Rebond
Ainsi coupée du monde de longs jours, où elle refuse tout à tour l’entrée à Lucas et aux randonneurs de passage, Ada se réchauffe devant la cheminée, son regard vague absorbé par les flammèches imprévisibles de l’âtre. La pluie tambourine à la fenêtre du rez de chaussée. Le vent siffle dans l’embrasure de la porte d’entrée. Oscar blotti, apathique sur le fauteuil, semble lui aussi nager en eaux troubles.
On frappe à la porte. Ada ne bouge pas. On refrappe. La pluie s’intensifie au dehors. Le cri d’une femme :
- Ohé ! Ohé ! Je vois de la lumière ! Ouvrez-moi s’il vous plaît ! Thérèse ?
Un chien aboie.
Ada repense à Thérèse. Jamais elle n’aurait réagi comme elle à l’instant. Mue par une volonté qu’elle croyait disparue, la jeune fille se lève, comme un automate, et entrouvre la porte en bois.
- Ah enfin ! Bonjour, j’ai fait le tour des gîtes du coin et ils sont tous complets. Je vous demande l’abri pour la nuit, vu l’orage qui s’annonce.
- Désolée mais je suis toute seule, la propriétaire n’est plus là.
- C’est vrai que je ne m’attendais pas du tout à tomber sur quelqu’un de mon âge, vu qu’un gars craquant au village m’a conseillé de monter ici, au gîte de Thérèse, où à ce qu’il paraît on ne refuse jamais personne.
Son sourire est éclatant. La jeune blondinette pleine d’entrain malgré le ciel couvert, semble animée d’une confiance et d’une paix infinie.
Ada les laisse finalement rentrer dans son antre, elle et son chien, trempés, lessivés.
La bouilloire siffle. Quelques victuailles simples sont apportées devant la cheminée.
- Je vous remercie sincèrement, je ne nous voyais pas passer la nuit dehors. On ne peut même pas admirer les étoiles par un temps pareil.
Elle poursuit malgré le silence d’Ada :
- Mais la vie est pleine de surprises non ? Et je suis contente de vous rencontrer. Je m’appelle Charlène. Et vous ?
- Ada.
- On peut se tutoyer non ?
- Oui, pas de problème. Désolée je ne suis pas dans mon assiette.
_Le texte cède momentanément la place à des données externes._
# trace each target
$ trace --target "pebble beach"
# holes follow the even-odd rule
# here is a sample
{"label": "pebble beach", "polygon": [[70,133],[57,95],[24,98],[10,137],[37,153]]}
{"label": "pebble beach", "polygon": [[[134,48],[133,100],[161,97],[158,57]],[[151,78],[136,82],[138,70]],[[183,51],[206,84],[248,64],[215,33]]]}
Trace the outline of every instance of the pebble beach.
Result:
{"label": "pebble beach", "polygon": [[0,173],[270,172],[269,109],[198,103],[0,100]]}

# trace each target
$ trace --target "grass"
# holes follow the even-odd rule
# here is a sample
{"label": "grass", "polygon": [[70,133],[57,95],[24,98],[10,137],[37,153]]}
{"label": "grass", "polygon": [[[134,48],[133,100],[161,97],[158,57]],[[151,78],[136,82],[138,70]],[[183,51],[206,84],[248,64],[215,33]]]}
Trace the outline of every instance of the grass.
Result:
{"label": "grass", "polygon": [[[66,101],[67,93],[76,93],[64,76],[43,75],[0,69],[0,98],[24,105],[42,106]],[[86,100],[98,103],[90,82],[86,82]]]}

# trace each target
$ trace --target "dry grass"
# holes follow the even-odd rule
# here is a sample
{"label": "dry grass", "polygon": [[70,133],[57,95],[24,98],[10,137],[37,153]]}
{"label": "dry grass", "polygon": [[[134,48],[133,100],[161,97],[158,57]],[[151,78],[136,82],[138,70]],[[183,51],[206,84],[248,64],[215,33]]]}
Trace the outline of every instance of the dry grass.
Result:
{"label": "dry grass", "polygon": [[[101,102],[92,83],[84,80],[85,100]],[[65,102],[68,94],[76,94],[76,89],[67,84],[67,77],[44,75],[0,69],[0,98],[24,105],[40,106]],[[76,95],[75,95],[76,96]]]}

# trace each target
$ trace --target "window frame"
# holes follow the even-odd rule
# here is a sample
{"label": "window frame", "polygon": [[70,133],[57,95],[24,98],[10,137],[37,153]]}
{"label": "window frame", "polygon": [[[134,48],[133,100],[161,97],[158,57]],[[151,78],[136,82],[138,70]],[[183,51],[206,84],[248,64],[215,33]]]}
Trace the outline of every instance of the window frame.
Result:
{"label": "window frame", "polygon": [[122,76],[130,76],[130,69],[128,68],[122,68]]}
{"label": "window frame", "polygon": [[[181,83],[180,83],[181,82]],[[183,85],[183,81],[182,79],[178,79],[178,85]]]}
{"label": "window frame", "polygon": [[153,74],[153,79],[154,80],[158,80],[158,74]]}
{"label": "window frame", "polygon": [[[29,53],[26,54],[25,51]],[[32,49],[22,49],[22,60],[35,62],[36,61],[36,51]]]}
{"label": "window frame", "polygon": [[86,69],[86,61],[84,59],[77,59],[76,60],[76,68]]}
- Je reviens de Saint-Jacques, trajet retour et c’est fou ce que cela fait du bien de pouvoir parler, même à une inconnue.
- J’imagine.
- Du sale temps comme ce soir, j’en ai déjà vu, et à l’aller, je l’aurais affronté seule, coûte que coûte, comme une bête sauvage. Mais le Chemin m’a appris à rester humble face aux éléments et à lâcher prise sur ma croyance de toute puissance. Il faut persévérer oui, mais aussi savoir accepter de demander de l’aide. Pas vrai ?
- Hmm.
- Tu sais, le retour, c’est plus dur que je ne pensais, car on marche seule toute la journée. Il faut apprendre à s’ouvrir, faire confiance aux rencontres, et le plus drôle c’est que souvent ça paye ! La preuve : je suis là devant un feu de cheminée à bavarder au fin fond du trou du cul du monde !
Ada sourit timidement devant ces paroles pleines de sens. Cette rencontre lui fait du bien à elle aussi. Un baume au cœur.
Thérèse l’aurait adorée cette fille, elle aurait sûrement dit que quand les planètes sont alignées, il faut profiter de ces moments de grâce. Oui, Thérèse l’aurait adorée.
Ada comprend qu’elle doit se relever et continuer d’avancer, pour que les lendemains ne ressemblent plus au passé, pour tout simplement ne pas tomber, ne pas sombrer.
La chouette hulule et le vent se calme, enfin.
Seule cette nuit-là, dans une ambiance tamisée, elle lance les dés du jeu de Yam’s en se demandant quelle erreur elle a bien pu commettre... Elle aurait dû plus vite préparer les médicaments alternatifs de Thérèse, aller lui rendre visite plus souvent aussi. Enfreindre les règles et ramener la vieille dame ici. Elle a sans doute été égoïste, sans penser à ce que Thérèse pouvait endurer là-bas. Elle comprend qu’elle s’est accrochée à cette femme comme à une bouée sans réellement la considérer, elle, comme un être à part entière, faillible. Qu’elle aurait dû profiter encore plus de ces instants précieux de bonheur en sa compagnie, tout en ayant conscience que sur cette Terre, rien n’est immuable… Elle aurait pu, elle aurait dû… Mais cela ne change rien, cela ne change pas la tristesse, ne transforme pas la peine. Elle s’endort le visage enfoui dans la fourrure d’Oscar, en se disant que c’est la vie et qu’on ne peut rien y faire.